[llvm] [AArch64] Add CodeGen support for FEAT_CPA (PR #79569)
Rodolfo Wottrich via llvm-commits
llvm-commits at lists.llvm.org
Fri Jan 26 02:16:37 PST 2024
https://github.com/rgwott created https://github.com/llvm/llvm-project/pull/79569
CPA stands for Checked Pointer Arithmetic and is part of the 2023 MTE architecture extensions for A-profile.
The new CPA instructions perform regular pointer arithmetic (such as base register + offset) but check for overflow in the most significant bits of the result.
In this patch we intend to capture the semantics of pointer arithmetic when it is not folded into loads/stores, then generate the appropriate CPA instructions.
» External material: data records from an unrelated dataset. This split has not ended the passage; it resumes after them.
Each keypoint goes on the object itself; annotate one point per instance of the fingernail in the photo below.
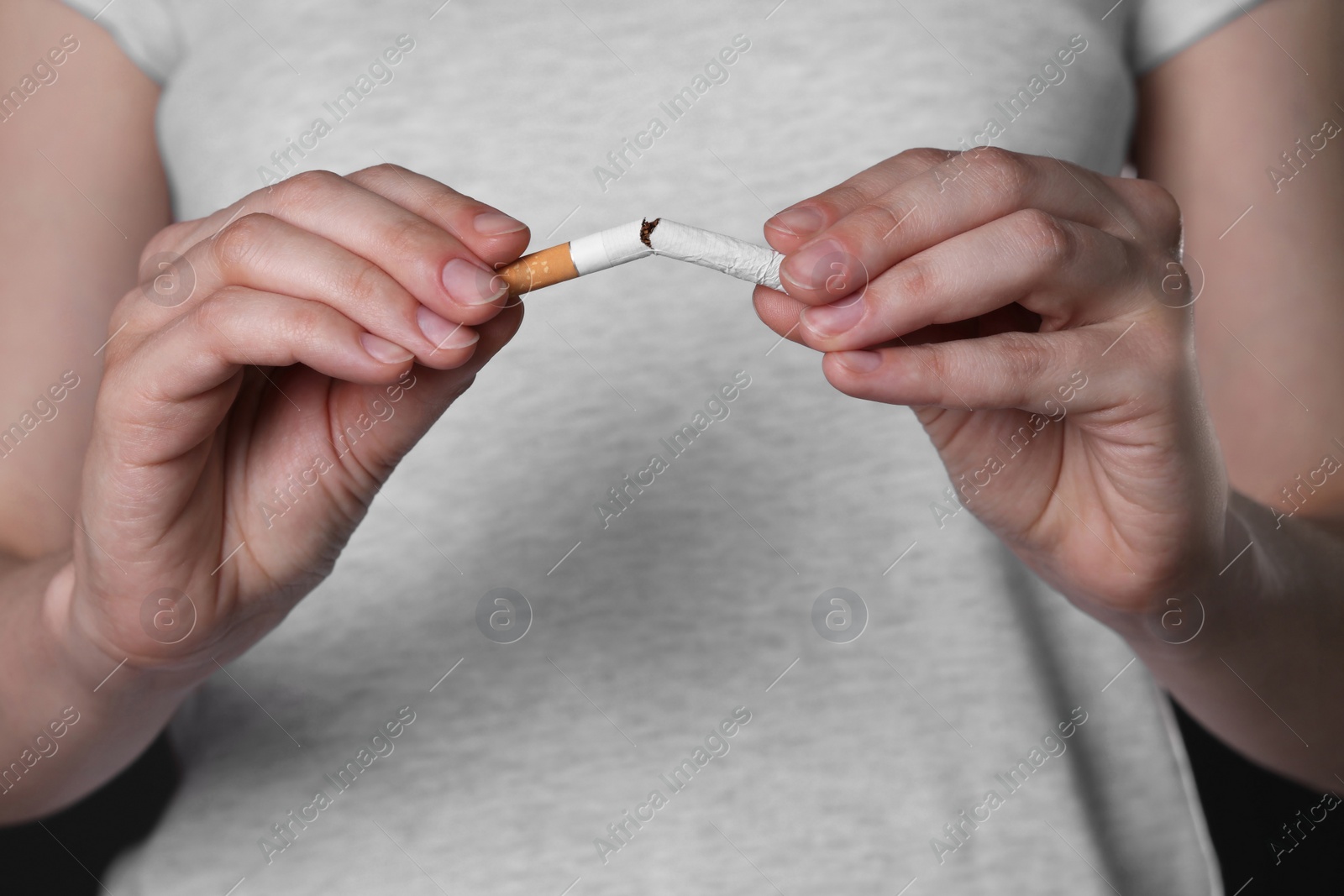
(494, 223)
(444, 333)
(383, 351)
(832, 320)
(797, 222)
(472, 285)
(859, 362)
(822, 266)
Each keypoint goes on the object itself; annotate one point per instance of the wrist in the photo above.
(1189, 618)
(96, 661)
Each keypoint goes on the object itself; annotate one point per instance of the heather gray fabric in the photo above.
(696, 600)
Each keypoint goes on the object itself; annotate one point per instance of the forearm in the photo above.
(1265, 671)
(71, 718)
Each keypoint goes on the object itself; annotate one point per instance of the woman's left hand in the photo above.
(1038, 320)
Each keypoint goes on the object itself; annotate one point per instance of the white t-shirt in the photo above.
(687, 710)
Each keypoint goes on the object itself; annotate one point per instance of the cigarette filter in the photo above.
(640, 239)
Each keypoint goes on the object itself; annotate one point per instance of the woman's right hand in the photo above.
(259, 390)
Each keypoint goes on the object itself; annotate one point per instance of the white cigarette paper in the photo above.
(671, 239)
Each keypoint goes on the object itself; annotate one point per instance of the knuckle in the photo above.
(1045, 238)
(918, 281)
(307, 188)
(380, 174)
(413, 239)
(1005, 170)
(366, 284)
(839, 199)
(217, 307)
(237, 244)
(1032, 359)
(884, 217)
(925, 156)
(1159, 210)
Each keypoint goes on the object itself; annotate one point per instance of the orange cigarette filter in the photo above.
(541, 269)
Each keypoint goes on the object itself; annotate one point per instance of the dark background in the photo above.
(1245, 805)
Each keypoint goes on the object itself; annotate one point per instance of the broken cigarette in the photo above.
(640, 239)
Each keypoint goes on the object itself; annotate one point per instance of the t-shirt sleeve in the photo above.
(143, 29)
(1166, 27)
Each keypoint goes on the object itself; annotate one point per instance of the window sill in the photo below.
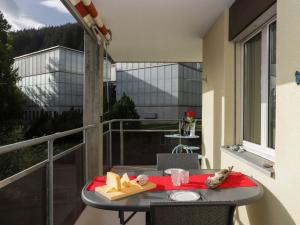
(252, 160)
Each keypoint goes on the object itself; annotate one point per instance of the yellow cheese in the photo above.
(110, 189)
(134, 182)
(113, 181)
(125, 181)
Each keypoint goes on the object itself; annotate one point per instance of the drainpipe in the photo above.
(234, 97)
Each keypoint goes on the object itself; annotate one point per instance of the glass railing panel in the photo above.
(16, 161)
(68, 183)
(25, 201)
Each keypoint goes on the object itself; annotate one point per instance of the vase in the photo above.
(193, 129)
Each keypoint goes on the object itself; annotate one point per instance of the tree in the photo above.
(124, 109)
(11, 98)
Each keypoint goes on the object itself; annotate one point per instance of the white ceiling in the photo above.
(159, 30)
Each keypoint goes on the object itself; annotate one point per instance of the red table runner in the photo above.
(235, 179)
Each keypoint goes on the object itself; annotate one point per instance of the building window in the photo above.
(259, 92)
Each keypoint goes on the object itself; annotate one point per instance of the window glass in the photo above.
(252, 90)
(272, 85)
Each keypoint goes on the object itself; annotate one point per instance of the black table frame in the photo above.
(141, 202)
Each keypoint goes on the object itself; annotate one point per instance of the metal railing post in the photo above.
(110, 144)
(50, 182)
(85, 155)
(121, 143)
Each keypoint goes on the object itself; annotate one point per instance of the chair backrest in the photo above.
(187, 214)
(181, 160)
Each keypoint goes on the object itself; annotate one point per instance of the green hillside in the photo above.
(31, 40)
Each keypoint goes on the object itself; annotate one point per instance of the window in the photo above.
(259, 92)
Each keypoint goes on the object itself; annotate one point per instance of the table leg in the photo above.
(122, 219)
(148, 218)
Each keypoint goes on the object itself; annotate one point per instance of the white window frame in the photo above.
(261, 150)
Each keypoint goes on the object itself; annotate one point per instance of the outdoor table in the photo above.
(237, 196)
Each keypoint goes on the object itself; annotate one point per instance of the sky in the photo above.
(22, 14)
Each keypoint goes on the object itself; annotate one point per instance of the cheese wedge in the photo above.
(125, 181)
(134, 182)
(113, 182)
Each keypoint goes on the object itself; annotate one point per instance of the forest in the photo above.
(31, 40)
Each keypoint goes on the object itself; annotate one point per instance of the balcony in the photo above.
(49, 191)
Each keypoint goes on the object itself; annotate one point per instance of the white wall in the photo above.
(280, 204)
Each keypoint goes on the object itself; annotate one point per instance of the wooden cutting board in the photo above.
(125, 192)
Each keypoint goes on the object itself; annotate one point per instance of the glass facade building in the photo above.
(161, 90)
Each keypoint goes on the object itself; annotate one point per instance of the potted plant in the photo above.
(190, 119)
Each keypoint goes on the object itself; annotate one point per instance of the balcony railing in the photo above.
(136, 141)
(49, 191)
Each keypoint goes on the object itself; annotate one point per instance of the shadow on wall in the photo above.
(161, 93)
(268, 211)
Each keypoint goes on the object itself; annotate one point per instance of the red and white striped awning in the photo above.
(92, 18)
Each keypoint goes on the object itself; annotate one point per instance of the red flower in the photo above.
(191, 114)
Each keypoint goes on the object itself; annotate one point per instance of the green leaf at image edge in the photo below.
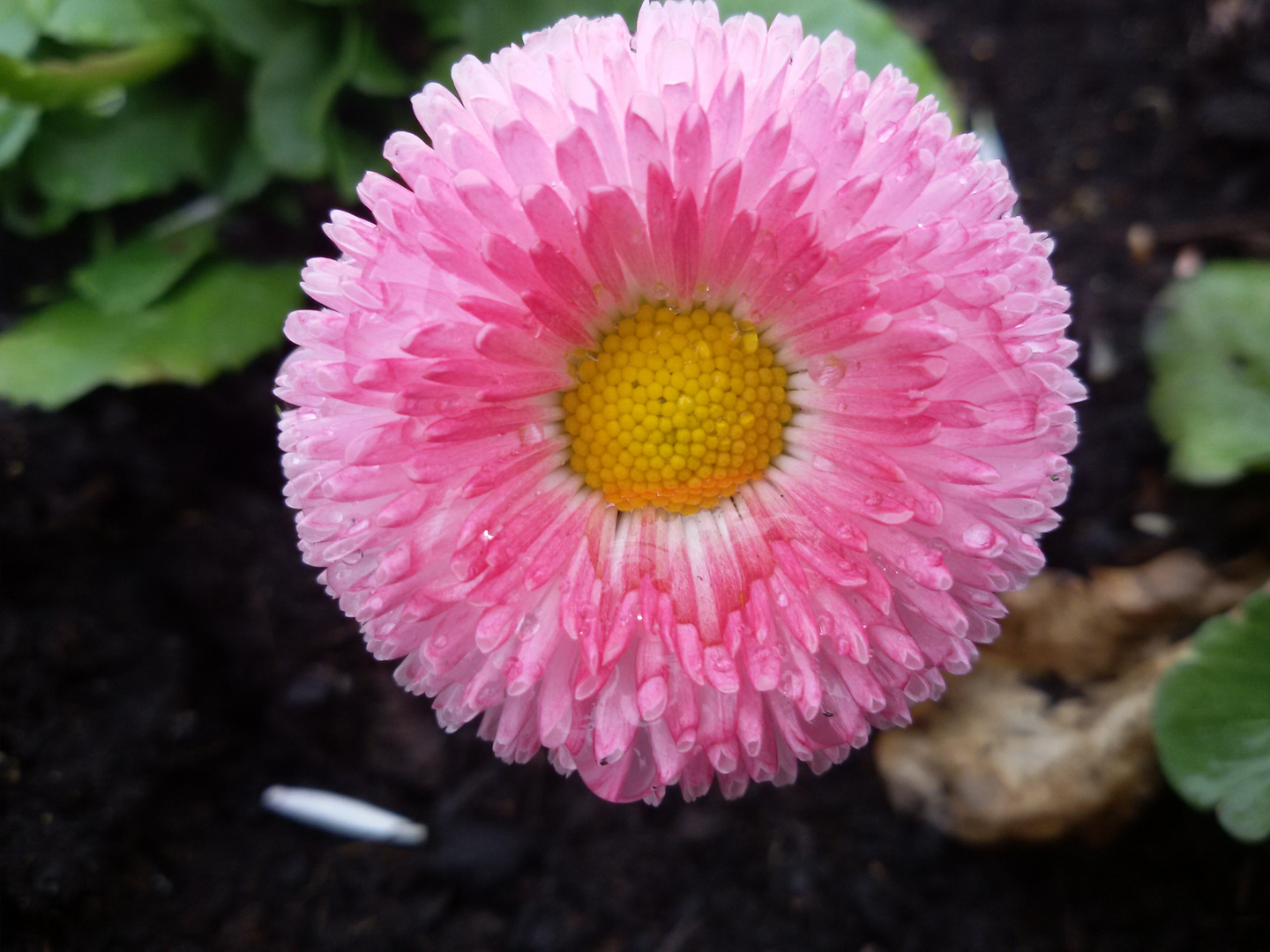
(1212, 720)
(57, 83)
(18, 124)
(112, 22)
(217, 322)
(1209, 348)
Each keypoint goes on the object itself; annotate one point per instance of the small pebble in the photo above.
(342, 815)
(1156, 524)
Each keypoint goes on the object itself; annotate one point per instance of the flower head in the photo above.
(686, 409)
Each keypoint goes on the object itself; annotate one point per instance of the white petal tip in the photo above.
(342, 815)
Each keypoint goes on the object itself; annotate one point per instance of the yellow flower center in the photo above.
(676, 410)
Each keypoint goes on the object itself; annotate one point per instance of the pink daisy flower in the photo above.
(684, 410)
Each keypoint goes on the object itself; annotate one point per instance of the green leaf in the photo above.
(56, 83)
(1211, 352)
(879, 40)
(147, 149)
(292, 92)
(375, 74)
(138, 273)
(17, 126)
(1212, 720)
(247, 175)
(112, 22)
(219, 322)
(251, 26)
(18, 32)
(352, 156)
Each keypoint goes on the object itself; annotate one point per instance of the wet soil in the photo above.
(164, 654)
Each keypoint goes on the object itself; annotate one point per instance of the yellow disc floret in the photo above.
(676, 410)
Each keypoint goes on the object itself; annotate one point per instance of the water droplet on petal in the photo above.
(827, 369)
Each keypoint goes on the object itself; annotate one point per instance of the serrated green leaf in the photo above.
(136, 274)
(18, 124)
(1209, 346)
(292, 92)
(57, 83)
(220, 320)
(251, 26)
(18, 32)
(879, 40)
(1212, 720)
(112, 22)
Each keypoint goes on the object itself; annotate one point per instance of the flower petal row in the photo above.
(732, 167)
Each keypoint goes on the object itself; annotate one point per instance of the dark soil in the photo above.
(164, 654)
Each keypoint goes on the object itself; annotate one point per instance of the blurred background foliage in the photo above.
(165, 152)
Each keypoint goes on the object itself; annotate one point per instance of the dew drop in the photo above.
(827, 369)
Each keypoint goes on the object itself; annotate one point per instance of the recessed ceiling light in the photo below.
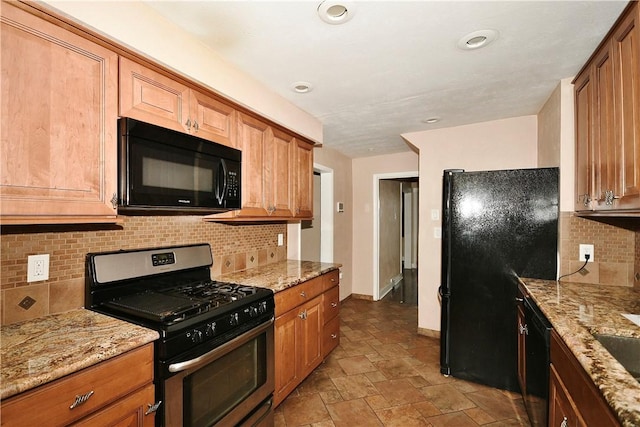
(477, 39)
(335, 11)
(301, 87)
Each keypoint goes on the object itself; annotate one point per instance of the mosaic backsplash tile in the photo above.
(234, 247)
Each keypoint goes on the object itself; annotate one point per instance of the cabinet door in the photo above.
(584, 141)
(304, 180)
(58, 120)
(310, 338)
(252, 138)
(278, 172)
(562, 411)
(212, 119)
(152, 97)
(522, 353)
(130, 411)
(286, 358)
(626, 41)
(605, 147)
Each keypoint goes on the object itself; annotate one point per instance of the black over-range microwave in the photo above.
(167, 171)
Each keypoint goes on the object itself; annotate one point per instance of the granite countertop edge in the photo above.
(577, 311)
(280, 275)
(38, 351)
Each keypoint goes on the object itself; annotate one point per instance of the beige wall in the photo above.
(501, 144)
(140, 28)
(342, 222)
(364, 170)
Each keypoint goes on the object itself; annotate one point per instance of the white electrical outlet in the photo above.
(584, 250)
(37, 267)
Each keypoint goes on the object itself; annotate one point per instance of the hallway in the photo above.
(384, 374)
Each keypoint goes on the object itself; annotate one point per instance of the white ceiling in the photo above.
(395, 64)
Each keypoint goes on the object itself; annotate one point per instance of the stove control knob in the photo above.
(195, 335)
(234, 320)
(211, 329)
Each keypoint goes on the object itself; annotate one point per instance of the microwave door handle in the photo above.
(221, 187)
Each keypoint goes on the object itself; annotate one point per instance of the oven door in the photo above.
(231, 385)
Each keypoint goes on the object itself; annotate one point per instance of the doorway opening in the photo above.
(313, 240)
(395, 235)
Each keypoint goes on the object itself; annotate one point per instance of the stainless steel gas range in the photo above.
(214, 359)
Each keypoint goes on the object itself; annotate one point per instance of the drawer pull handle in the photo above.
(153, 408)
(80, 399)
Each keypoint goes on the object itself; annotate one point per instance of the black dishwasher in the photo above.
(537, 335)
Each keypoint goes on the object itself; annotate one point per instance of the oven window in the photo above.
(214, 390)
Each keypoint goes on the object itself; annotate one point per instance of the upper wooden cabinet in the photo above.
(155, 98)
(607, 96)
(59, 115)
(303, 175)
(277, 174)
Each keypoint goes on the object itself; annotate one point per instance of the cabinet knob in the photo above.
(80, 399)
(524, 330)
(609, 197)
(153, 407)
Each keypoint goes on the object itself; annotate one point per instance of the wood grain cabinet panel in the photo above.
(58, 119)
(303, 176)
(607, 100)
(122, 387)
(626, 48)
(572, 393)
(301, 328)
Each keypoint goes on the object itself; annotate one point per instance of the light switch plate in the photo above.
(37, 268)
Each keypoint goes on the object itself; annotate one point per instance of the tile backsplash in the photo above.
(616, 251)
(234, 247)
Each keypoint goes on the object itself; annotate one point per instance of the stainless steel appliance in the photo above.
(214, 361)
(164, 170)
(496, 225)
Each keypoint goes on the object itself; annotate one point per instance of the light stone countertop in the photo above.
(280, 275)
(578, 310)
(35, 352)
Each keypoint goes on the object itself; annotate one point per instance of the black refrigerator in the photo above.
(496, 225)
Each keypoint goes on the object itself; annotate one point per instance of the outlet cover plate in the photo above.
(37, 268)
(586, 249)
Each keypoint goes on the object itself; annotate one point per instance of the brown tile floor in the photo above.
(384, 374)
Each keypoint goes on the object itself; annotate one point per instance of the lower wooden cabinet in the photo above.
(116, 392)
(304, 314)
(573, 398)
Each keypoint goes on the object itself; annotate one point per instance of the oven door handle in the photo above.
(220, 351)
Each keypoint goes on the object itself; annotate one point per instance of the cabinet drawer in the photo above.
(291, 298)
(331, 303)
(331, 279)
(50, 404)
(330, 336)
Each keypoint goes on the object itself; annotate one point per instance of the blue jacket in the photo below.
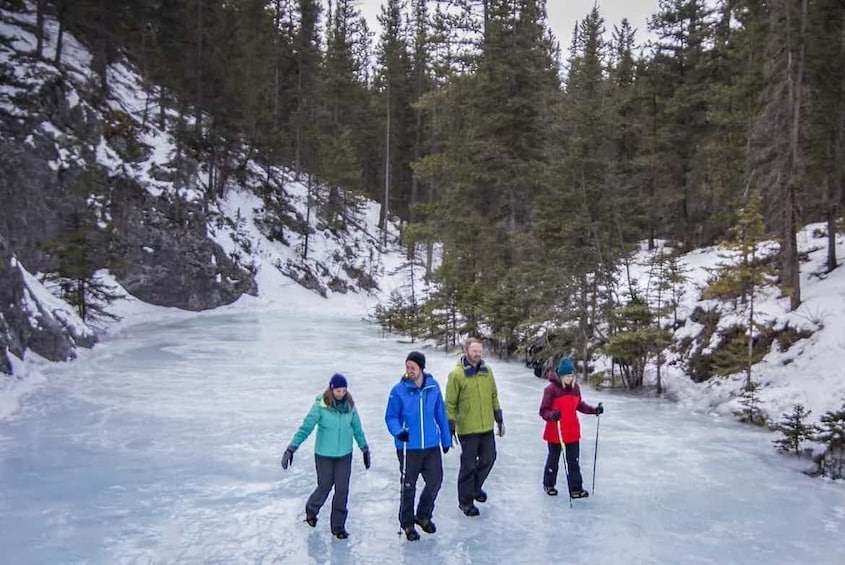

Mode details about the extension can be found at:
* https://community.arm.com/arm-community-blogs/b/architectures-and-processors-blog/posts/arm-a-profile-architecture-developments-2023
* https://developer.arm.com/documentation/ddi0602/2023-09/
>From 3cbea617b206ad81d5232ac20b7d31f55277a645 Mon Sep 17 00:00:00 2001
From: Rodolfo Wottrich <rodolfo.wottrich at arm.com>
Date: Fri, 26 Jan 2024 10:09:33 +0000
Subject: [PATCH] [AArch64] Add CodeGen support for FEAT_CPA
CPA stands for Checked Pointer Arithmetic and is part of the 2023 MTE
architecture extensions for A-profile.
The new CPA instructions perform regular pointer arithmetic (such as
base register + offset) but check for overflow in the most significant
bits of the result.
In this patch we intend to capture the semantics of pointer arithmetic
when it is not folded into loads/stores, then generate
the appropriate CPA instructions.
Mode details about the extension can be found at:
* https://community.arm.com/arm-community-blogs/b/architectures-and-processors-blog/posts/arm-a-profile-architecture-developments-2023
* https://developer.arm.com/documentation/ddi0602/2023-09/
---
llvm/include/llvm/Target/TargetMachine.h | 5 +
.../include/llvm/Target/TargetSelectionDAG.td | 5 +-
llvm/lib/Target/AArch64/AArch64InstrInfo.td | 20 ++
.../Target/AArch64/AArch64TargetMachine.cpp | 4 +
.../lib/Target/AArch64/AArch64TargetMachine.h | 4 +
.../GISel/AArch64InstructionSelector.cpp | 4 +
llvm/test/CodeGen/AArch64/cpa-globalisel.ll | 171 ++++++++++++++++++
llvm/test/CodeGen/AArch64/cpa-selectiondag.ll | 169 +++++++++++++++++
8 files changed, 380 insertions(+), 2 deletions(-)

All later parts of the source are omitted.